As such, many companies confuse this IRS approval letter with the actual filing of the cash balance plan document. But this is simply not the case. The TPA and the company are not required to notify the IRS when the cash balance plan is established.
Of course, the company is required to maintain all applicable documents, forms, and supporting documents in case of an audit. So of course, there needs to be an actual legal document.
On the tax return
When the tax return is filed there is an IRS prescribed category called pensions, profit-sharing and other qualified plans. As such, if there is a number on this line (on the Schedule C, S-corp, Partnership or C Corp tax return) you would assume the IRS is notified.
But this line encompasses a lot of other retirement plans. In fact, most of which are defined contribution plans.
So, the IRS isn’t really able to break out the components of this line and tie it directly to a cash balance plan. Presumably, the higher the deduction is the more likely it is for a defined benefit plan or cash balance plan structure.
When a 5500 is filed
As we’ve stated before, a plan is required to have a 5500 filed each year if it is a group plan. But if it is a solo plan it only needs to be filed if it meets the $250,000 threshold.
Even though you have a plan EIN, it is not actually reported on the form 5500. However, you’re required to report the EIN for the business itself. So the IRS is being told that this specific company has a cash balance plan.
So there you have it. We have outlined 4 specific ways that a cash balance plan is reported to the IRS.
Don’t feel like the IRS is going to audit you because you have set up a plan. The reality is that the plans are a tax deferral and not tax avoidance. The IRS will get it’s tax revenue at some point. They may just have to wait awhile.
Cash balance plan IRS rules
Virtually all employer retirement plans (defined benefit plans or defined contribution plans) must satisfy specific tests to ensure that benefits are not skewed towards owners and/or highly compensated employees (HCEs).
But owners do have a lot of input regarding employee contribution levels. Some business owners want to be very generous to their employees.
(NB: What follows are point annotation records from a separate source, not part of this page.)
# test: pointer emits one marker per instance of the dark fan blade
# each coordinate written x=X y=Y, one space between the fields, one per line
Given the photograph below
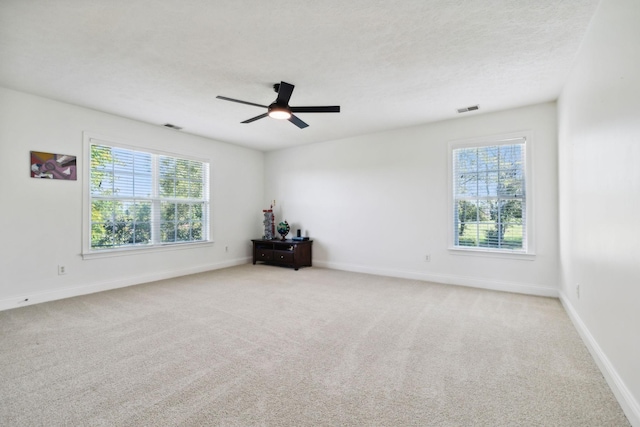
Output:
x=241 y=102
x=261 y=116
x=296 y=121
x=327 y=109
x=284 y=93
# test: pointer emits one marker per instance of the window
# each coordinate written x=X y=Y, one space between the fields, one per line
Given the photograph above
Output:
x=141 y=199
x=489 y=194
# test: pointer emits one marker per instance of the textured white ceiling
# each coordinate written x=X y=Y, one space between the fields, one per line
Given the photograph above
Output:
x=388 y=64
Other owners, not so much.
Business owners in search of sizable tax deductions and large retirement contributions should consider a cash balance plan. There are certainly some tips and tricks that can be utilized to increase owner contributions.
But make sure you play within the cash balance plan rules. If you don’t, you could get into trouble with the IRS and/or the DOL. If structured correctly, cash balance plans can be a great retirement strategy.